Author
Listed:
- Xiaosong Ma
(China Research Center for Resource-Based Urban Transformation and Development and Rural Revitalization, China University of Mining and Technology, Xuzhou 221116, China
School of Environment and Spatial Informatics, China University of Mining and Technology, Xuzhou 221116, China)
- Qingwu Yan
(China Research Center for Resource-Based Urban Transformation and Development and Rural Revitalization, China University of Mining and Technology, Xuzhou 221116, China
School of Public Policy & Management, China University of Mining and Technology, Xuzhou 221116, China)
- Qinke Pan
(China Research Center for Resource-Based Urban Transformation and Development and Rural Revitalization, China University of Mining and Technology, Xuzhou 221116, China
School of Environment and Spatial Informatics, China University of Mining and Technology, Xuzhou 221116, China)
- Xingshan Chen
(China Research Center for Resource-Based Urban Transformation and Development and Rural Revitalization, China University of Mining and Technology, Xuzhou 221116, China
School of Environment and Spatial Informatics, China University of Mining and Technology, Xuzhou 221116, China)
- Guie Li
(China Research Center for Resource-Based Urban Transformation and Development and Rural Revitalization, China University of Mining and Technology, Xuzhou 221116, China
School of Public Policy & Management, China University of Mining and Technology, Xuzhou 221116, China)
Abstract
The phenomenon of shrinking cities is a significant challenge faced by many cities today.

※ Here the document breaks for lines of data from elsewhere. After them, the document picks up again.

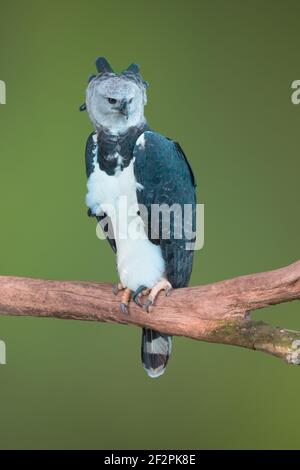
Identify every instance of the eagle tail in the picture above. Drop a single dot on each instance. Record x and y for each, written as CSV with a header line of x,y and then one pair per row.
x,y
155,351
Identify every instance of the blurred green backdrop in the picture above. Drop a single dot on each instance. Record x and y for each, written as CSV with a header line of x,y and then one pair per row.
x,y
220,75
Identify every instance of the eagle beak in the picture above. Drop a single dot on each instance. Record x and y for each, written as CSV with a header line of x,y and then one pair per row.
x,y
123,109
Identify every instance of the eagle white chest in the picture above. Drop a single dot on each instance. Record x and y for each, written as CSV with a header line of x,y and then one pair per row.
x,y
139,261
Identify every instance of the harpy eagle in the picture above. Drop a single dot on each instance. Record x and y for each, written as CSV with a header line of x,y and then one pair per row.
x,y
132,173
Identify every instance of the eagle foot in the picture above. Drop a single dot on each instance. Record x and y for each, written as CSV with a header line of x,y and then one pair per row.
x,y
118,288
165,285
142,290
126,296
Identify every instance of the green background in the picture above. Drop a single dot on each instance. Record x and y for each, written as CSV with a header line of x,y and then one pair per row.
x,y
220,78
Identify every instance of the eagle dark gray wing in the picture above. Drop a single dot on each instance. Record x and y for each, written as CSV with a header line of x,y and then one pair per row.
x,y
161,167
103,219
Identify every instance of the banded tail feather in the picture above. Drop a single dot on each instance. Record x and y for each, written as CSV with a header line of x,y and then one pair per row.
x,y
155,352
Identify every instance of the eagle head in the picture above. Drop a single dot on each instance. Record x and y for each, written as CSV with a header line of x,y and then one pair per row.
x,y
114,101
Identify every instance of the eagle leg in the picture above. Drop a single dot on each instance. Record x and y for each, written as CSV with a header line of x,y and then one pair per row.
x,y
163,284
118,288
126,296
142,290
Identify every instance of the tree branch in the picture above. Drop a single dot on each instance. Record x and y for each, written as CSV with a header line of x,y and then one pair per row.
x,y
218,312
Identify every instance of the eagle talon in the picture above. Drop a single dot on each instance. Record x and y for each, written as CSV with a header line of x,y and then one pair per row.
x,y
147,305
124,308
117,288
136,295
168,291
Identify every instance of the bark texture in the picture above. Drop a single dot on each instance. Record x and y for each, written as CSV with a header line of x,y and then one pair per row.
x,y
218,312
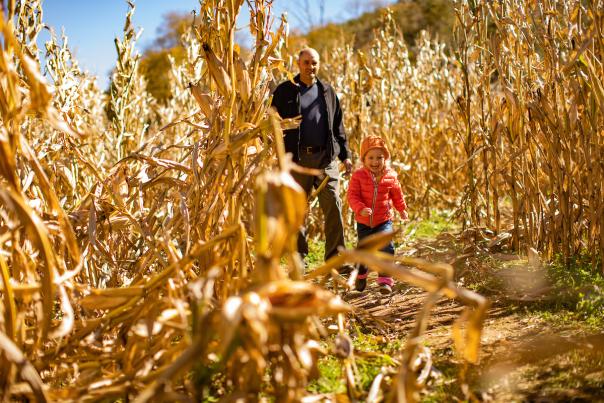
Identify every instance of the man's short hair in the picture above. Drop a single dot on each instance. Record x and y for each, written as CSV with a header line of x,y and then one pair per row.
x,y
308,49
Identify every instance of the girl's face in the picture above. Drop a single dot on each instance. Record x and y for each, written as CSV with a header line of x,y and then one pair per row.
x,y
375,160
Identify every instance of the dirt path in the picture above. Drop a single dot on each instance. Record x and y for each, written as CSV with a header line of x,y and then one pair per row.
x,y
527,355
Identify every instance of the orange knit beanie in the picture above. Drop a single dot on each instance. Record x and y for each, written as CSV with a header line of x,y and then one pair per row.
x,y
373,142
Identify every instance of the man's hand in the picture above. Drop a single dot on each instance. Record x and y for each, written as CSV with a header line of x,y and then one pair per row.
x,y
366,212
348,165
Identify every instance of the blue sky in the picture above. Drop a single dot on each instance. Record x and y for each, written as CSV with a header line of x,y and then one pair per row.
x,y
92,25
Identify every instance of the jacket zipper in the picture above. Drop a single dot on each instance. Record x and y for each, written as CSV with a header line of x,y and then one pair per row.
x,y
375,185
299,114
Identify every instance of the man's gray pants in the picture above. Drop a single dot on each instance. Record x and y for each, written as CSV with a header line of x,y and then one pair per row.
x,y
329,200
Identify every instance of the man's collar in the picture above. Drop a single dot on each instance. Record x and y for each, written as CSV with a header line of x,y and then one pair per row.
x,y
317,81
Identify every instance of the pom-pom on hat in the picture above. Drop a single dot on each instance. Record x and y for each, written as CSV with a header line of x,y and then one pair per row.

To more accurately identify the leading factors driving urban shrinkage and develop rational recommendations, precise identification and classification of urban shrinkage has become an indispensable part of the process. This paper focuses on the typical population loss region of China’s three northeastern provinces, using 497 identified physical cities as the basic research unit. Based on multi-source geographical big data and utilizing the geographically weighted regression (GWR) model, spatial modeling of population in the three provinces of northeast China was conducted, resulting in spatialized population data, followed by identification and classification of shrinking cities among the physical cities. Cities with a total population change rate of less than 0 are defined as shrinking cities. In cities where the total population change rate is greater than 0, cities with both a city shrinking area ratio and a decreased population ratio greater than 5% are defined as locally shrinking cities. Based on this, 90 (18.1%) shrinking cities and 118 (23.7%) locally shrinking cities were identified within the three provinces of northeast China. The phenomenon of urban shrinkage is distributed throughout various regions, mainly in smaller cities located near larger cities. According to the standards of the urban shrinkage classification model, the spatial pattern of population loss regions was divided into four types, identifying 13 (6.3%) global type, 111 (53.4%) concentrated type, 64 (30.7%) perforated type, and 20 (9.6%) edge type. Analysis of shrinking cities based on their classification revealed that the main reasons for urban shrinkage are the decline and dissolution of large industrial enterprises, abandonment and neglect of buildings, and unreasonable design planning in cities. Economic development and inward population flow can be promoted in shrinking cities by creating job opportunities, improving living standards, developing transportation, adjusting urban planning or concentrating urban population, as well as vigorously developing urban center areas. These measures can provide support for the revival and development of shrinking cities.
Suggested Citation
Xiaosong Ma & Qingwu Yan & Qinke Pan & Xingshan Chen & Guie Li, 2023.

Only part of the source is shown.